Он изучает меня, и по его губам медленно расползается улыбка.
— Ты уже начинаешь понимать, как приятно уступать своей жене.
— Нина — подруга Вероники, — говорю я, пытаясь обойти то, что он воспринимает как романтический жест. — Мне кажется, вполне уместно, чтобы она сама ей и рассказала.

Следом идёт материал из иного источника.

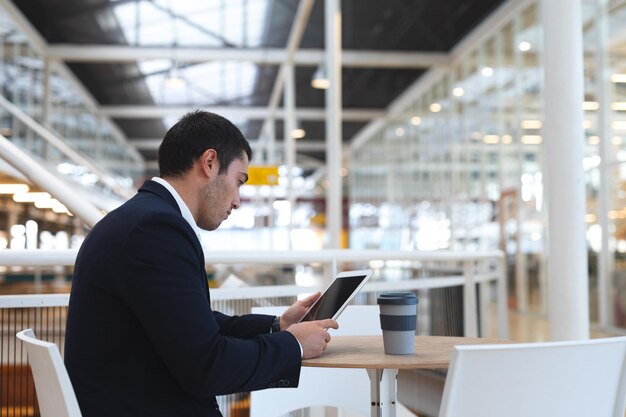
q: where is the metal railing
[0,250,508,417]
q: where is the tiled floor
[480,305,626,342]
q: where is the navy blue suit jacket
[65,181,301,417]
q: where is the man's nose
[233,194,241,209]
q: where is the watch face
[271,316,280,333]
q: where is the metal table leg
[366,369,398,417]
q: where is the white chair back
[439,337,626,417]
[250,305,382,417]
[16,329,81,417]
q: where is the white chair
[250,305,382,417]
[439,337,626,417]
[16,329,81,417]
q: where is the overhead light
[483,135,500,145]
[520,120,543,129]
[291,123,306,139]
[0,184,30,194]
[480,67,493,77]
[611,120,626,130]
[13,192,52,203]
[429,103,441,113]
[311,66,330,90]
[522,135,543,145]
[583,101,600,111]
[611,74,626,83]
[35,198,67,212]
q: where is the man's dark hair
[159,110,252,177]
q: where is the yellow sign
[246,165,278,185]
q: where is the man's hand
[287,319,339,359]
[280,291,322,330]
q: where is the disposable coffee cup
[378,292,417,355]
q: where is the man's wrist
[270,316,280,333]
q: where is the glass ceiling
[112,0,269,114]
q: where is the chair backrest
[16,329,81,417]
[250,305,382,417]
[439,337,626,417]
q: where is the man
[65,111,337,417]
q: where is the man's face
[198,152,248,230]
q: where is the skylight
[113,0,269,119]
[113,0,268,48]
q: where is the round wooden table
[302,336,506,417]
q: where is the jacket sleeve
[117,214,301,397]
[213,311,275,339]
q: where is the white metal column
[283,64,296,249]
[324,0,342,249]
[596,0,614,326]
[541,0,589,340]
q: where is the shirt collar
[152,177,200,240]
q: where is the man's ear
[198,149,220,177]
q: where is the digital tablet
[300,269,374,321]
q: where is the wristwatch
[270,316,280,333]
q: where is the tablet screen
[301,274,368,321]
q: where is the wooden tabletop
[302,336,505,369]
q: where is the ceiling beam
[47,44,451,69]
[128,138,326,152]
[100,105,384,122]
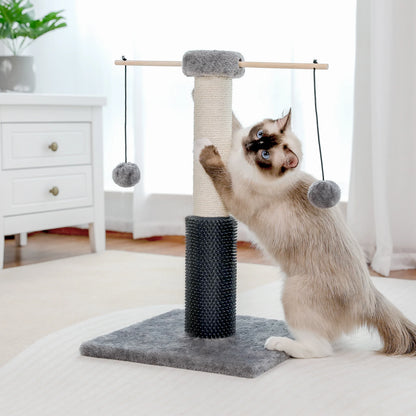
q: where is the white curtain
[348,0,416,276]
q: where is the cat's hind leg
[264,330,333,358]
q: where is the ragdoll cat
[199,112,416,358]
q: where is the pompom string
[121,55,127,163]
[313,59,325,181]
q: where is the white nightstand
[0,93,105,268]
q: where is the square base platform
[80,309,290,378]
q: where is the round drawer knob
[49,186,59,196]
[48,142,58,152]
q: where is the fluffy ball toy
[112,56,140,188]
[308,181,341,208]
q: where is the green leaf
[0,0,67,54]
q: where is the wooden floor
[4,228,416,280]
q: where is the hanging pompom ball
[113,162,140,188]
[308,181,341,208]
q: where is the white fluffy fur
[200,114,416,358]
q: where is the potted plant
[0,0,66,92]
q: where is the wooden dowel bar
[114,60,329,69]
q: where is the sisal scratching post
[182,51,244,338]
[81,51,290,377]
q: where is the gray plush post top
[182,51,244,78]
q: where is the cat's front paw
[199,144,224,170]
[264,337,290,352]
[194,139,213,160]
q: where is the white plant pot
[0,56,35,92]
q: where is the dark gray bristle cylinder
[185,215,237,338]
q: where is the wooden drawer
[1,123,91,169]
[0,166,93,216]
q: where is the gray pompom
[113,162,140,188]
[308,181,341,208]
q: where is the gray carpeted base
[80,309,290,378]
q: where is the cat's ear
[233,112,243,131]
[276,109,292,133]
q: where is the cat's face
[231,111,302,179]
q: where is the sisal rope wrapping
[193,77,232,217]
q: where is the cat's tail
[367,290,416,356]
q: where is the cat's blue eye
[261,150,270,160]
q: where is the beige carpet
[0,251,279,365]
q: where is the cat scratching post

— Конечно. — Он ухмыляется. — Продолжай убеждать себя в этом. Ты хороший муж, Леон, хочешь ты это признавать или нет.
Я плачу своей жене за то, чтобы она была со мной. Если это не самое худшее в браке, то я не знаю, что тогда может быть хуже.
Я осторожно закрываю двери в гостевую комнату, а затем поворачиваюсь и направляюсь к небольшой спальне, в которой сейчас ночую.
Не успеваю я пройти и нескольких шагов, как замечаю свет, льющийся из дверного проема слева от меня. Кажется, Виктор Михайлович забыл выключить свет в библиотеке.
Как только я переступаю порог, чтобы потянуться к выключателю, я замечаю движение в другом конце комнаты. Там стоит моя жена, повернувшись ко мне спиной. Она стоит на цыпочках, и черное платье, в котором она была весь вечер, слегка задралось на бёдрах. Я мог бы смотреть на эту картину часами.
Мне следовало бы подойти и предложить ей помощь, чтобы достать книгу, которую она хочет, но я не делаю этого. Вместо этого я пристально смотрю на неё.
Внезапно, без какого-либо предупреждения, она поворачивается ко мне лицом.
Мой член, кажется, больше не может терпеть этой сладкой птыки.
Её великолепная грудь натягивает ткань платья.
— Леон, — произносит она моё имя почти со стоном.
Возможно, это был стон раздражения, но в моем сознании он вызван совсем другим.
— Вероника, — с улыбкой произношу я её имя. — Что ты тут делаешь?
Это риторический вопрос, предназначенный для того, чтобы она продолжала стоять там, где стоит.
И это срабатывает.
Она тяжело вздыхает:
— Я хотела достать книгу, но у меня не хватает роста, чтобы дотянуться до неё.
Я никогда не стремился быть героем для какой-либо женщины, но, с другой стороны, я никогда раньше не был женат.
Я делаю несколько широких шагов, пока не оказываюсь прямо перед ней.
Это заставляет ее снова прикоснуться к своим ногам.
— Вон тот роман, на самой верхней полке.